Researchers at Washington University School of Medicine in St. Louis are investigating whether a drug approved by the Food and Drug Administration (FDA) to treat rare diseases of an overactive immune system could help critically ill patients hospitalized with COVID-19. The drug blocks a specific protein of the immune system that doctors suspect contributes to dangerous responses triggered by coronavirus infection in the lungs, kidneys and blood vessels.
The drug, called ravulizumab, is a monoclonal antibody that inhibits what is called the complement system, which sits at the intersection of the body’s immune responses to infection and the coagulation cascade that controls blood clotting. The drug is approved by the Food and Drug Administration (FDA) to treat two rare genetic diseases, atypical hemolytic uremic syndrome and paroxysmal nocturnal hemoglobinuria, both of which cause life-threatening blood clots in small blood vessels.
“We are utilizing this FDA-approved drug for patients with severe lung complications from COVID-19 because the problems that some of these patients have appear similar to those of patients with these two genetic diseases, in which the complement system has gotten out of control,” said Hrishikesh S. Kulkarni, MD, principal investigator of the trial at Washington University and an assistant professor of medicine in the Division of Pulmonary & Critical Care Medicine. “There is evidence that activation of the complement system is at least partially responsible for some of the organ damage we see in patients with COVID-19. We believe blocking this activation is a viable approach to investigate.”

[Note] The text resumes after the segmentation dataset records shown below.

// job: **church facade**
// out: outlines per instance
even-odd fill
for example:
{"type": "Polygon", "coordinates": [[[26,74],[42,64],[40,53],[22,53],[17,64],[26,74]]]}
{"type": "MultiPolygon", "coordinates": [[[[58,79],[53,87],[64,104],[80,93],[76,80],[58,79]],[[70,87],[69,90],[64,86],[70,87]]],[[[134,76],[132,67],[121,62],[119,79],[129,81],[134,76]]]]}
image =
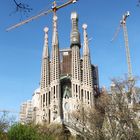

The trial is led and sponsored by Alexion Pharmaceuticals, which makes ravulizumab under the brand name Ultomiris. Washington University School of Medicine is one of 50 sites across four countries participating in this clinical trial. Worldwide, the investigators plan to enroll 270 adult patients. About 20 of those will be at Barnes-Jewish Hospital. These patients—who are admitted to intensive care units and need large amounts of oxygen because of severe pneumonia, lung damage or acute respiratory distress syndrome due to COVID-19—will be randomly assigned to receive either intravenous ravulizumab plus best supportive care or the standard best supportive care alone.
One of the genetic diseases that leads to complement overdrive—atypical hemolytic uremic syndrome—causes damage to the kidneys in ways that appear similar to the kidney damage sometimes seen in patients with severe COVID-19, according to nephrologist Anuja Java, MD, assistant professor of medicine and a co-investigator on the trial.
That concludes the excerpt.